The power and the glory

Surely even the Police must realise that their latest demand to be able to arrest protesters for causing offence through the words they chant and the slogans on their placards and headbands is a step too far. Their justification that there is a "growing national and international perception" that the police have been too soft on extremist protesters, which has led to rising anger across the country is just too lame for words.

They argue: "The result has been to create an imbalance in public perception that is manifesting itself in passionate responses from elements of the community not traditionally given to publicly protesting.

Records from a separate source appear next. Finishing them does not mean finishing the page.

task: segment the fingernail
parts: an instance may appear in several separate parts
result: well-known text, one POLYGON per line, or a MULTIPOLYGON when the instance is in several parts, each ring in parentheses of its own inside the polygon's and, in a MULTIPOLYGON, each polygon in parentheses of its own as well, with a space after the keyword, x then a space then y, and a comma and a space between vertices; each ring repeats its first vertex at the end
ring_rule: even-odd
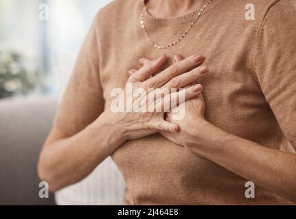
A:
POLYGON ((202 75, 207 73, 207 68, 206 66, 201 66, 201 68, 199 68, 199 73, 202 75))
POLYGON ((173 126, 172 127, 172 131, 178 131, 178 128, 177 127, 175 127, 175 126, 173 126))
POLYGON ((174 62, 177 62, 178 61, 177 60, 177 55, 174 55, 174 62))
POLYGON ((195 62, 199 62, 203 59, 203 57, 201 55, 195 55, 193 59, 195 60, 195 62))
POLYGON ((196 85, 192 88, 192 90, 194 92, 197 92, 198 91, 201 91, 202 89, 202 86, 200 84, 196 85))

What we are seeing in effect is a rise in the politicisation of middle England and the emergence of a significant challenge for capital city policing."

Their proposal says that "There must be a clear message that we will not allow any extremist group to display banners or make public statements that clearly cause offence within the existing law."

There is a famous 'Not the Nine O'Clock News' sketch in which a policeman is carpeted by his superior for persistently arresting a black man because he considered that the victim was 'looking at him in a funny way'. Is this the sort of policing we are now being offered?

The director of Liberty, Shami Chakrabarti, is quite right when she says that the proposal "misunderstands the nature of law and free expression in a democracy and casts the police as censors in chief. It aims to protect people from 'offence' rather than harm, slates the CPS and muses wildly on 'public perceptions'."

The Police already have sufficient powers to arrest those people who are considered to be causing an incitement to civil disorder, violence or racial hatred. To add a new offence to that list would undermine the very basis of free speech and place the Police as judge and jury over our freedoms and our democratic rights. Even extremists have the right to peacefully state their views, that is the basis of democracy. It is bad enough that we can no longer peacefully gather to express our views outside the British Parliament without that restriction being extended to cover the whole country.

These sorts of powers are inappropriate and unnecessary. They would become the paving stones of a police state and an excuse to suppress dissent whereever it rears its head. The worrying thing is that they might prove attractive to an increasingly beleaguered New Labour Government. They would do well to remember that one day the boot will be on the other foot.